De manera tímida o balbuceante al principio, esta reflexión ha ido ganando cuerpo y a enviar mensajes que llegan en forma de olas cruzadas a unas costas y otras. Profesionales sensibles, no sólo del ámbito de la traducción sino correctores, lingüistas, académicos e incluso editores españoles empiezan, aunque más no sea por mero principio de contigüidad, a abrir los oídos al rumor descentralizante que se siente zumbar tanto desde dentro del macrosistema editorial y cultural peninsular como desde los centros de producción editorial y, por tanto, de traducciones de América Latina. Un rumor que, como apunta Falcón, pareció tender a resolverse al principio en favor de la mitad a) y que ahora, quizás porque la crisis europea obligó al sector editorial español a revisar la política de “burbuja inmobiliaria” y a perder ímpetu comercial (aunque no ideológico, toda vez que la Marca España sigue empujando tozudamente a contramano), vuelve a entrar en liza.

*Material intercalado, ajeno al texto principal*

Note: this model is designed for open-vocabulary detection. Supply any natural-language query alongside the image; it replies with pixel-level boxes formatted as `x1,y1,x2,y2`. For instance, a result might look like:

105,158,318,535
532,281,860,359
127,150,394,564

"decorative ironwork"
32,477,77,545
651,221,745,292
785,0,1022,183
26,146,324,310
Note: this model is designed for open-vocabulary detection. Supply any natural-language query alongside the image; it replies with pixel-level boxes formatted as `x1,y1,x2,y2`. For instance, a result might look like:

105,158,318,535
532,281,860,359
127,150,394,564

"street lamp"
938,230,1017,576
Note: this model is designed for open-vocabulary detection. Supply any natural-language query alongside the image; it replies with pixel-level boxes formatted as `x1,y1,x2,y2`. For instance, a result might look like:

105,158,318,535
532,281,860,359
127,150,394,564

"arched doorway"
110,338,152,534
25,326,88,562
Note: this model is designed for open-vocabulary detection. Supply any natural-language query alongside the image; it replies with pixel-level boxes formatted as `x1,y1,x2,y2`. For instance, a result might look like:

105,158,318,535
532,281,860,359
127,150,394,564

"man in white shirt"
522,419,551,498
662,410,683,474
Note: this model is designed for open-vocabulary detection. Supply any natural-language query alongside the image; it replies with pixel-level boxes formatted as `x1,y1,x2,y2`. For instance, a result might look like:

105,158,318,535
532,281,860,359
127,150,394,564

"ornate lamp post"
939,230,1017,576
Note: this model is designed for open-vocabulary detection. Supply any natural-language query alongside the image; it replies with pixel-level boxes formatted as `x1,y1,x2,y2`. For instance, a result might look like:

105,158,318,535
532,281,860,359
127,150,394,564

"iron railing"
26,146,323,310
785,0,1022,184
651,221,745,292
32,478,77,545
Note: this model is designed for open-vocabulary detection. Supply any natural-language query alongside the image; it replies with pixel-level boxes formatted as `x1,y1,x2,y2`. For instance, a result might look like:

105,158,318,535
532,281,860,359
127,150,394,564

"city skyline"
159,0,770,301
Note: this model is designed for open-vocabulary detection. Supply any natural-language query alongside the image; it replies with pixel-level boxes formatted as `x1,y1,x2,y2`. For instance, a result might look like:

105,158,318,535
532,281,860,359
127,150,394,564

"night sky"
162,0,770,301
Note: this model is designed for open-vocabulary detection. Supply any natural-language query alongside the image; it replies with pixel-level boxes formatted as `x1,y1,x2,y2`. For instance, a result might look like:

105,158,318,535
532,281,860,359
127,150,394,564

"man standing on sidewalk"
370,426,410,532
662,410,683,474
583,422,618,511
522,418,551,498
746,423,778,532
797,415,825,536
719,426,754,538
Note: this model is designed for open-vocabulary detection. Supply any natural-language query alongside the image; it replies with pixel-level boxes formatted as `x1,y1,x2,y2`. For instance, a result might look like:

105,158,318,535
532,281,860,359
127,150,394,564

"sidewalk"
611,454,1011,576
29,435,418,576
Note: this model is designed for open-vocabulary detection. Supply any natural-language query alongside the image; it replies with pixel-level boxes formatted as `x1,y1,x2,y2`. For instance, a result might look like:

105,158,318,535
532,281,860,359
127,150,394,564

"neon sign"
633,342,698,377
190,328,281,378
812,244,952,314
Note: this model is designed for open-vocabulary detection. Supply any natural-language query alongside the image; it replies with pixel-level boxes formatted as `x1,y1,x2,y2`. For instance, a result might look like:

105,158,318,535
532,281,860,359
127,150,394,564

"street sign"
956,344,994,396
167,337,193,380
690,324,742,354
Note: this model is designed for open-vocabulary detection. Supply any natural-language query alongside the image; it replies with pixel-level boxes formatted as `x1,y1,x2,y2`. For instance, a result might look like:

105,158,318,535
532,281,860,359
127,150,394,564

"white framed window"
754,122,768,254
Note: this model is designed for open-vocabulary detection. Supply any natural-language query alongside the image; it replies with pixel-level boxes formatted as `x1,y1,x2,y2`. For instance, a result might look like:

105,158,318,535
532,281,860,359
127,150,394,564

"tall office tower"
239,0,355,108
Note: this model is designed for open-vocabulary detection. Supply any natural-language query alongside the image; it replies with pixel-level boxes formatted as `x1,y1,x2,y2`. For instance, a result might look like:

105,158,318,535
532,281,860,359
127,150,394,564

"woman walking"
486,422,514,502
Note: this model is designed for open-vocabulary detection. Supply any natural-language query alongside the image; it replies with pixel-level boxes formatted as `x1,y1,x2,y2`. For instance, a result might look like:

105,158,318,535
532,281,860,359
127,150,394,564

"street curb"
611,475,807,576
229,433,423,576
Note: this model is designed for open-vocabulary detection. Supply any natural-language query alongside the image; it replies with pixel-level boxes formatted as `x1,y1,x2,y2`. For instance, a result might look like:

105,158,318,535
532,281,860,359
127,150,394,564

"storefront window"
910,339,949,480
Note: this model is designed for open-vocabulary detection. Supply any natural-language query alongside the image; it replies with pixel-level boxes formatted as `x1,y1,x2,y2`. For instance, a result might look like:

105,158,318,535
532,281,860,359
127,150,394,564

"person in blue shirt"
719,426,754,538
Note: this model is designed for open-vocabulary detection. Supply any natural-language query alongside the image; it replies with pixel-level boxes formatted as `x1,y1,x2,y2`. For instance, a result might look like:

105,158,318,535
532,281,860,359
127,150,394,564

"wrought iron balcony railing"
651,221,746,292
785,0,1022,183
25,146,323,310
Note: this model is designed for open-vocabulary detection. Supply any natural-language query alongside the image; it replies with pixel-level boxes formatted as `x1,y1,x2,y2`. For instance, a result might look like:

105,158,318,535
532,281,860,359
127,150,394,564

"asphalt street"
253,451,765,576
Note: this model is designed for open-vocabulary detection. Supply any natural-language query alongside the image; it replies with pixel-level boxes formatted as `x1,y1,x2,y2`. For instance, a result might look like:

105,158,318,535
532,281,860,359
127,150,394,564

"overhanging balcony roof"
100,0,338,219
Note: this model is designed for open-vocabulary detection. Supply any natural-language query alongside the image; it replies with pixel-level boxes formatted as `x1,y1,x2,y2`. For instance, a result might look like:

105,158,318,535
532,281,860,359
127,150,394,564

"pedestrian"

Sin duda esta perspectiva de alto condicionamiento profesional contrasta con la casuística latinoamericana. El traductor que acaba profesionalizándose ahí, en la medida de las posibilidades y oportunidades que la realidad editorial ofrece, arranca de un sustrato mucho más próximo a la materia de la traducción que a la traducción misma: se trata de poetas que empezaron a traducir a otros poetas afines, investigadores que se interesan por los ensayos de otros investigadores, narradores que traducen la narrativa que constituye su lectura habitual. Está, por tanto, bastante más cerca de la figura del traductor “literato” o “pulsional” que describe el ya citado Antoine Berman. Sin embargo, en estos mercados, donde la mitad a) no está tan al alcance de la mano y la fricción se resuelve aparentemente en favor de la mitad b), el santo traductor no sólo no garantiza para sí una mayor visibilidad cultural sino que, en cierto modo, la disuelve o nebuliza en el medio inestable del sistema libresco local, sumando a sus precariedades y vaivenes político-culturales los de los propios autores, cuyo aparente prestigio no alcanza para hacerles un lugar alimenticio en el mercado.

Sin duda, la manera en que se le haga frente y se trabaje para resolver la fricción entre conciencia profesional y responsabilidad cultural del traductor resultarán determinantes para la evolución y la pervivencia de la actividad sobre la que se sustenta la construcción sensible de una biblioteca universal en todas direcciones. parafraseando el viejo adagio marxista, también no pensar en lo que se hace es una forma activa de pensamiento.